**Can one hear the shape of a drum?** is a famous paper by Mark Kac from 1966. The precise mathematical question stated therein is the following: *If the Laplace operators of the two Riemannian manifolds with boundary (M,g) and (N,h) have the same eigenvalues (for Dirichlet boundary conditions), must (M,g) and (N,h) be isometric?* I blogged about this problem already twice (here and here).

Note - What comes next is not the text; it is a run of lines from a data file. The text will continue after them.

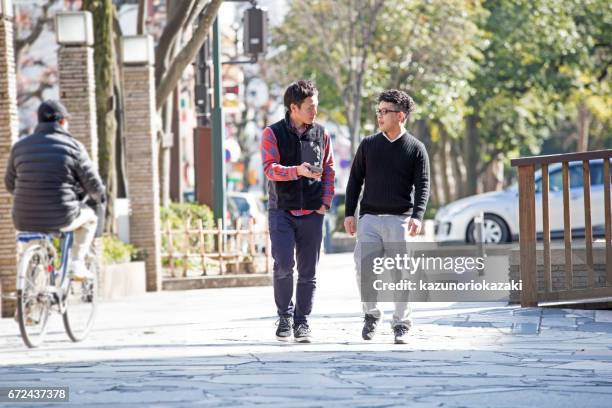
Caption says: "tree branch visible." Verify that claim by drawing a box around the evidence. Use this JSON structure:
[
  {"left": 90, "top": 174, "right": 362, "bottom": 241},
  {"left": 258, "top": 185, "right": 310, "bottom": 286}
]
[
  {"left": 136, "top": 0, "right": 147, "bottom": 35},
  {"left": 156, "top": 0, "right": 223, "bottom": 110},
  {"left": 15, "top": 0, "right": 58, "bottom": 61}
]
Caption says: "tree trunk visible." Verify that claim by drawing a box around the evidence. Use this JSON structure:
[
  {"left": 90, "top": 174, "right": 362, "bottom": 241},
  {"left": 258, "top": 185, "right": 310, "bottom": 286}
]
[
  {"left": 576, "top": 102, "right": 593, "bottom": 152},
  {"left": 450, "top": 140, "right": 467, "bottom": 199},
  {"left": 155, "top": 0, "right": 223, "bottom": 110},
  {"left": 438, "top": 123, "right": 453, "bottom": 204},
  {"left": 83, "top": 0, "right": 117, "bottom": 232},
  {"left": 463, "top": 113, "right": 479, "bottom": 196},
  {"left": 136, "top": 0, "right": 147, "bottom": 35}
]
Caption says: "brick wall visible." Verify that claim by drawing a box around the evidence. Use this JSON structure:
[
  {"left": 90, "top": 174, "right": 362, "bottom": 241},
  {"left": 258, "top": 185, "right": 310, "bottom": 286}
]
[
  {"left": 509, "top": 247, "right": 606, "bottom": 303},
  {"left": 123, "top": 66, "right": 161, "bottom": 291},
  {"left": 0, "top": 18, "right": 19, "bottom": 317},
  {"left": 58, "top": 46, "right": 98, "bottom": 166}
]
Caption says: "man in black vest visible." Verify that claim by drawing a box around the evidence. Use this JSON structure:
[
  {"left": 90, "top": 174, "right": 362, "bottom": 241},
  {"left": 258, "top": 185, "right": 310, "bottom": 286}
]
[{"left": 261, "top": 81, "right": 335, "bottom": 343}]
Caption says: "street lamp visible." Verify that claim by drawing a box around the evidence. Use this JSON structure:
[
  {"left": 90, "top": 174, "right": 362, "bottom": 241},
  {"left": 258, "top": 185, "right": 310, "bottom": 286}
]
[
  {"left": 121, "top": 35, "right": 155, "bottom": 65},
  {"left": 55, "top": 11, "right": 93, "bottom": 46},
  {"left": 0, "top": 0, "right": 13, "bottom": 20}
]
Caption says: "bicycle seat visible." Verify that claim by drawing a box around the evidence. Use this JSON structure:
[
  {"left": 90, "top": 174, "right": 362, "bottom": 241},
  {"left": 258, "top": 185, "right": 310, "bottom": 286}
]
[{"left": 17, "top": 231, "right": 53, "bottom": 242}]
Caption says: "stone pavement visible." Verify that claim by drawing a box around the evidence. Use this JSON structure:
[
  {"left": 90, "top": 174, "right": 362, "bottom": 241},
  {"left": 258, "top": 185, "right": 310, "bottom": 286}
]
[{"left": 0, "top": 254, "right": 612, "bottom": 408}]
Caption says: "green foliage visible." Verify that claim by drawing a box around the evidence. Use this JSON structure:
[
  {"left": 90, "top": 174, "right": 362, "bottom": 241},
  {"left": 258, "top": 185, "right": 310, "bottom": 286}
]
[
  {"left": 100, "top": 235, "right": 136, "bottom": 265},
  {"left": 160, "top": 203, "right": 215, "bottom": 229},
  {"left": 270, "top": 0, "right": 612, "bottom": 198}
]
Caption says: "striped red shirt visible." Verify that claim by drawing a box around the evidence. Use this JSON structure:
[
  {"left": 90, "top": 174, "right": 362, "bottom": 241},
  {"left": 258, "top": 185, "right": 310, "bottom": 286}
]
[{"left": 261, "top": 118, "right": 336, "bottom": 216}]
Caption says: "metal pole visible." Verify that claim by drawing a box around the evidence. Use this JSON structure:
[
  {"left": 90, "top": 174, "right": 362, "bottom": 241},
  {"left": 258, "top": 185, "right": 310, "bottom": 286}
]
[{"left": 212, "top": 18, "right": 226, "bottom": 223}]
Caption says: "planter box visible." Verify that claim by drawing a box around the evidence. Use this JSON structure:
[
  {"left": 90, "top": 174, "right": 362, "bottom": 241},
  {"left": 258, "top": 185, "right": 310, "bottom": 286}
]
[
  {"left": 99, "top": 262, "right": 146, "bottom": 299},
  {"left": 162, "top": 273, "right": 272, "bottom": 290}
]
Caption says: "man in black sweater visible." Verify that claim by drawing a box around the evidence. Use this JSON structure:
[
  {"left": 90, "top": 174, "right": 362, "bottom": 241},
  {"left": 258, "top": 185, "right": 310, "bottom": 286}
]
[{"left": 344, "top": 89, "right": 429, "bottom": 344}]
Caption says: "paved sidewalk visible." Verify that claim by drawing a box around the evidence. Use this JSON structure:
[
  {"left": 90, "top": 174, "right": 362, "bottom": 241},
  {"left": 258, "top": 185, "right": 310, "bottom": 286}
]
[{"left": 0, "top": 254, "right": 612, "bottom": 408}]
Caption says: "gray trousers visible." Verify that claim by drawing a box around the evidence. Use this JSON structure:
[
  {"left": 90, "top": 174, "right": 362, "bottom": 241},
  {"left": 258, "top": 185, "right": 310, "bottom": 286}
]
[
  {"left": 354, "top": 214, "right": 412, "bottom": 327},
  {"left": 61, "top": 204, "right": 98, "bottom": 261}
]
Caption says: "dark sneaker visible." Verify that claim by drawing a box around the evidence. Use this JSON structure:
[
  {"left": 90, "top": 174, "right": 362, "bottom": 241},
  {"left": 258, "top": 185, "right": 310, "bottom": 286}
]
[
  {"left": 393, "top": 325, "right": 410, "bottom": 344},
  {"left": 276, "top": 316, "right": 293, "bottom": 341},
  {"left": 361, "top": 314, "right": 379, "bottom": 340},
  {"left": 293, "top": 323, "right": 310, "bottom": 343}
]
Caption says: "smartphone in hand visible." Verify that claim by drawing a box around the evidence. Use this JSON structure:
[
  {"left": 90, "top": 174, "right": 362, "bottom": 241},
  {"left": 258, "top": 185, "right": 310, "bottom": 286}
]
[{"left": 308, "top": 164, "right": 323, "bottom": 174}]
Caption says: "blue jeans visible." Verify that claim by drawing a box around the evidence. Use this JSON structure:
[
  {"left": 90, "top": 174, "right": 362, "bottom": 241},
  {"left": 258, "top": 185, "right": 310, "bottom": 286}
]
[{"left": 268, "top": 209, "right": 324, "bottom": 324}]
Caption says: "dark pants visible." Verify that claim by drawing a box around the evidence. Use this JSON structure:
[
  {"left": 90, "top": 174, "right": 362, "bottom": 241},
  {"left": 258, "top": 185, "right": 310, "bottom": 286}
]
[{"left": 268, "top": 209, "right": 323, "bottom": 324}]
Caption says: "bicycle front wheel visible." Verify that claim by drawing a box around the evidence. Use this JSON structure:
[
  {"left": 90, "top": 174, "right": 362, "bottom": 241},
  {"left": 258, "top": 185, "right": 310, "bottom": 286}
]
[
  {"left": 17, "top": 245, "right": 51, "bottom": 348},
  {"left": 63, "top": 259, "right": 98, "bottom": 342}
]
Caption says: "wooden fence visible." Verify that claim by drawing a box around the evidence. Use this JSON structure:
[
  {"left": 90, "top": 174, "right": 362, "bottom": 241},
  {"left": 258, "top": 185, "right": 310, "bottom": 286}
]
[
  {"left": 161, "top": 219, "right": 272, "bottom": 278},
  {"left": 511, "top": 150, "right": 612, "bottom": 307}
]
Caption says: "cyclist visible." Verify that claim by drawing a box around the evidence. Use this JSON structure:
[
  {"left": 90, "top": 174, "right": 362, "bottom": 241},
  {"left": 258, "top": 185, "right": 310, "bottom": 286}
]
[{"left": 4, "top": 100, "right": 106, "bottom": 280}]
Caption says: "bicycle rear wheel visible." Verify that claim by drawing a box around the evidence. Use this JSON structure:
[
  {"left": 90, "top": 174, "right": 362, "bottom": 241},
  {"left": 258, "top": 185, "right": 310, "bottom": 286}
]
[
  {"left": 17, "top": 245, "right": 51, "bottom": 348},
  {"left": 62, "top": 252, "right": 98, "bottom": 342}
]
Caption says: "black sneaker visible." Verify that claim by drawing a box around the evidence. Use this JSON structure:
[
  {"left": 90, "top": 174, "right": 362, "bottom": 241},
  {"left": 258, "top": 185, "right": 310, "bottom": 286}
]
[
  {"left": 361, "top": 314, "right": 379, "bottom": 340},
  {"left": 276, "top": 316, "right": 293, "bottom": 341},
  {"left": 293, "top": 323, "right": 310, "bottom": 343},
  {"left": 393, "top": 325, "right": 410, "bottom": 344}
]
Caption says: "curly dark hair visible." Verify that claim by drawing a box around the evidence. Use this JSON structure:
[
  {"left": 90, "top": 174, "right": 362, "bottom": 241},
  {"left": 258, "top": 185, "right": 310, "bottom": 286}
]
[
  {"left": 378, "top": 89, "right": 416, "bottom": 118},
  {"left": 283, "top": 80, "right": 319, "bottom": 111}
]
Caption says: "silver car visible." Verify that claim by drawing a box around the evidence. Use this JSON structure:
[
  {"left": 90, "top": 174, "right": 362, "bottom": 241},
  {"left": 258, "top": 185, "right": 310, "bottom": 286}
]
[{"left": 435, "top": 160, "right": 605, "bottom": 243}]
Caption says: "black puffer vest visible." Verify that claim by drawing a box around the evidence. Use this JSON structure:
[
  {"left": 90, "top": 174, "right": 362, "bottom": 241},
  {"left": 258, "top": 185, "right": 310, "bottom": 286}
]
[{"left": 270, "top": 115, "right": 325, "bottom": 210}]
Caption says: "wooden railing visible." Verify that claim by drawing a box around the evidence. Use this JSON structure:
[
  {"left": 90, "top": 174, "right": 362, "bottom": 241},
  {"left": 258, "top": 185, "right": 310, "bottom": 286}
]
[
  {"left": 161, "top": 219, "right": 271, "bottom": 278},
  {"left": 511, "top": 150, "right": 612, "bottom": 307}
]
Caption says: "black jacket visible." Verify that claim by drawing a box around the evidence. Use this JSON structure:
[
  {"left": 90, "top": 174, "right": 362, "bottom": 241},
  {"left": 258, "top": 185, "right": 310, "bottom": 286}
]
[
  {"left": 4, "top": 122, "right": 105, "bottom": 232},
  {"left": 269, "top": 115, "right": 325, "bottom": 210}
]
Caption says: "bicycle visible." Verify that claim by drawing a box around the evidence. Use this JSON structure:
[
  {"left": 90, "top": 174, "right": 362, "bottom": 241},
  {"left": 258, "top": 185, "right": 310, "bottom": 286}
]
[{"left": 16, "top": 232, "right": 98, "bottom": 348}]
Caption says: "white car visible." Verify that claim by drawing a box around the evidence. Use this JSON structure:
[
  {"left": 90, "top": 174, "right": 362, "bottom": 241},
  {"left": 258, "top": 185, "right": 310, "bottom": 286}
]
[{"left": 435, "top": 160, "right": 605, "bottom": 243}]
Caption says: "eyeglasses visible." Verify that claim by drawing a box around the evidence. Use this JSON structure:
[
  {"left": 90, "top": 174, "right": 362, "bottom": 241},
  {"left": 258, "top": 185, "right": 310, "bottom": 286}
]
[{"left": 376, "top": 109, "right": 401, "bottom": 116}]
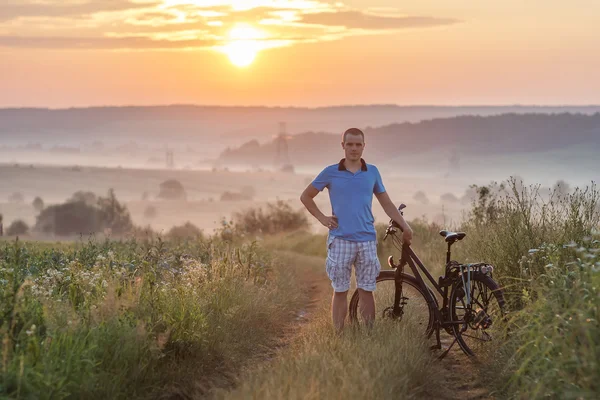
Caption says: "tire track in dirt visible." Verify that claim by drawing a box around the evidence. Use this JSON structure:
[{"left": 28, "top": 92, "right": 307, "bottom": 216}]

In April of this year a preprint titled **Can you hear your location on a manifold?** was put on the arXiv by Wyman and Xi (arXiv:2304.04659). A bit more concretely, the question is this: *You stand on a compact Riemannian manifold, make a single sharp “snap” sound, and then listen intently to its reverberations. If you have perfect hearing and perfect knowledge of the shape of the manifold, can you deduce your location (up to isometries) within it?*

Mathematically the question means the following: Let \((e_j)_{j \in \mathbb{N}}\) be an orthonormal basis of eigenfunctions of the Laplace operator (with Dirichlet or Neumann boundary conditions in case the manifold has non-empty boundary) an denote by \(\lambda_j\) the corresponding eigenvalues. For a point \(x\) of the manifold the Weyl counting function is defined as \[N_x(\lambda) := \sum_{\lambda_j \le \lambda} |e_j(x)|^2\,.\] Can one now recover (up to isometries) the point \(x\) from the knowledge of the function \(N_x\), i.e. if \(N_x = N_y\) must there exist an isometry mapping \(x\) to \(y\)?

The result of the above mentioned preprint is now the following: *On any compact, smooth manifold without boundary and of dimension at least 2 a generic Riemannian metric has the property that \(N_x = N_y\) implies \(x=y\)*. Generic means here that the set of these metrics has meager complement in the \(C^\infty\)-topology on all Riemannian metrics.